Dos cosas son imprescindibles para que la cirugía sea exitosa, solía decir mi papá: que el cirujano sepa qué hacer y cómo hacerlo. Como el dedicado y cuidadoso cirujano que era mi padre, jamás le entraba, como él decía, a un paciente si no estaban presentes ambas condiciones, ni permitía que ninguno de sus colaboradores en la sala actuara sin conocimiento y habilidad. Lo mismo es cierto y necesario para la presidencia que, con tanto furor, se disputan los aspirantes.

Candidatos hay muchos, pero lo que necesitamos es un presidente capaz de encabezar la transformación del país. ¿Cuál de los candidatos tendrá el tonelaje para lograrlo, cuál sabe lo que se necesita y está consciente de cómo organizarse para liderar un proceso de cambio como el que México requiere? Es decir, cuál de ellos sabe qué hacer y cómo hacerlo. El planteamiento podría parecer ocioso pero, como en una cirugía, en ese binomio descansa la diferencia entre la vida y la muerte. Así es el tamaño del reto que el país enfrenta.

Es necesario plantearnos qué se requiere, cómo se debe hacer y quién satisface ambos requisitos. No sorprenderá a nadie lo absurdo y ensimismado que han resultado los planteamientos esgrimidos por los candidatos a la Presidencia, quienes han tratado de marcar sus diferencias en función de lo que debe hacerse.

Hay dos maneras de plantear lo que se debe hacer. Una es por medio de una gran disquisición analítica e histórica sobre las aspiraciones del pueblo mexicano, las carencias que existen en el país y los problemas irresueltos que exigen una atención inmediata. La otra es observar lo que ocurre a nuestro derredor para percatarnos que lo relevante no es la historia ni las grandes aspiraciones, sino la praxis: qué es lo que hay que hacer ahora para elevar las tasas de crecimiento económico e incorporar a la población en el proceso. Ni más ni menos.

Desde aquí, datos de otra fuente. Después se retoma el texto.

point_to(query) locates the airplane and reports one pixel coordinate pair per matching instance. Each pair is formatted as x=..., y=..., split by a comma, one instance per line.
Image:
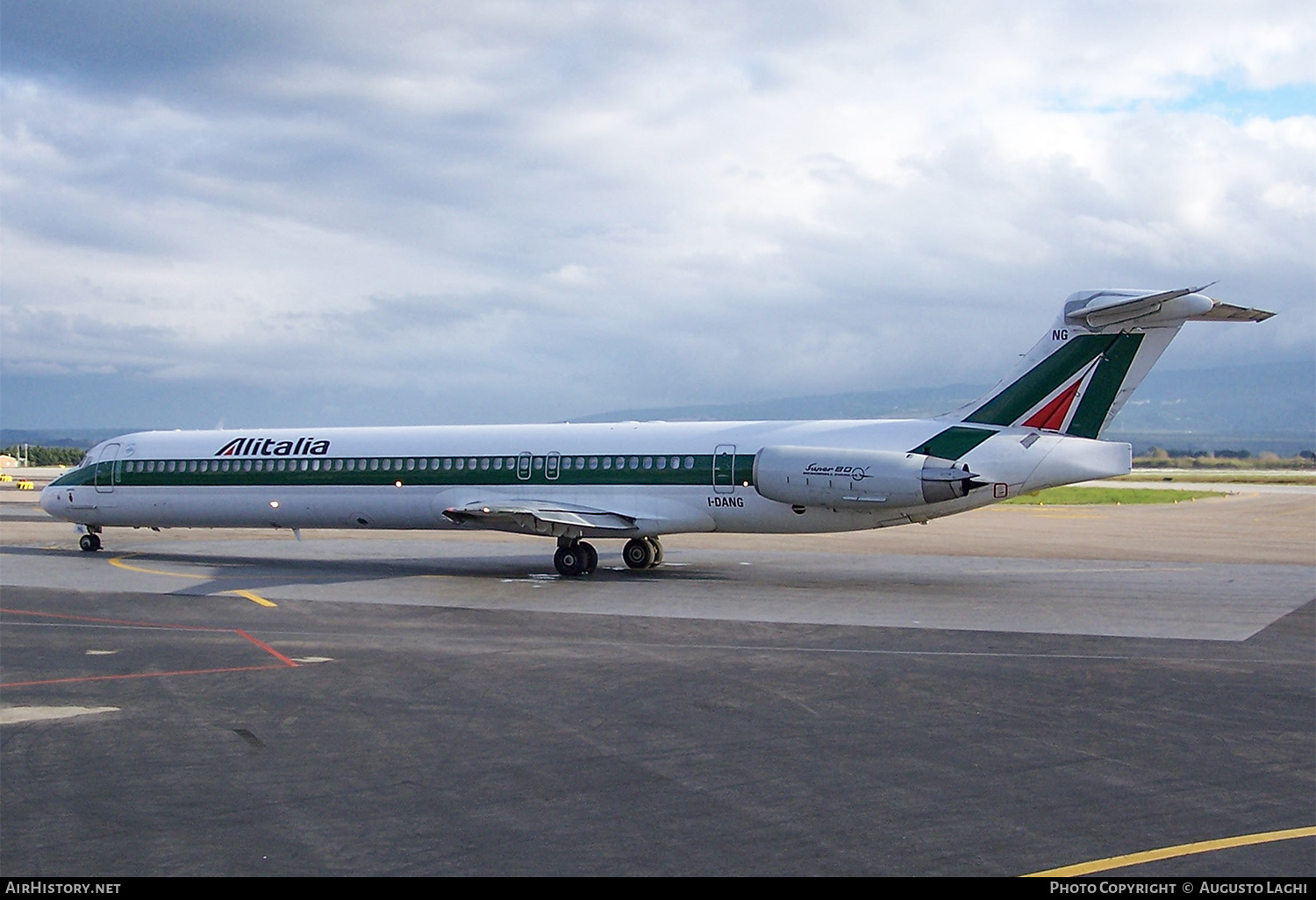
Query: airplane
x=1040, y=426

Si uno escucha y lee los planteamientos de los candidatos, cada uno se desvive por demostrar su nacionalismo y su comprensión de los anhelos y dificultades de los votantes. Por importante que eso sea, lo central es saber cómo echar a andar al país de nuevo, cómo sacarlo de su letargo para inscribirlo en los circuitos de éxito económico que están a la vista de todos. Basta observar a Taiwán y Corea, Chile y España, Tailandia e India, Irlanda y China, países muy distintos entre sí, para identificar los comunes denominadores y partir de ahí para el arranque. Todas esas naciones cuentan con cuatro características obvias y cruciales: a) estabilidad macroeconómica: ninguno disputa lo elemental, que la estabilidad de las finanzas públicas es condición para el crecimiento sostenido en el largo plazo; b) reglas claras y predecibles: donde existen hay inversión y donde hay inversión emerge el crecimiento; c) gobierno con la suficiente capacidad para organizar a la burocracia, impulsar los cambios urgentes dentro de la estructura del ejecutivo y evitar ser capturado por intereses particulares; y d) un sistema educativo decidido a transformar al individuo para darle capacidad de valerse por sí mismo. Casi todos ellos también han creado un régimen fiscal muy favorable a la inversión y han reducido los impuestos ¡para recaudar más fondos!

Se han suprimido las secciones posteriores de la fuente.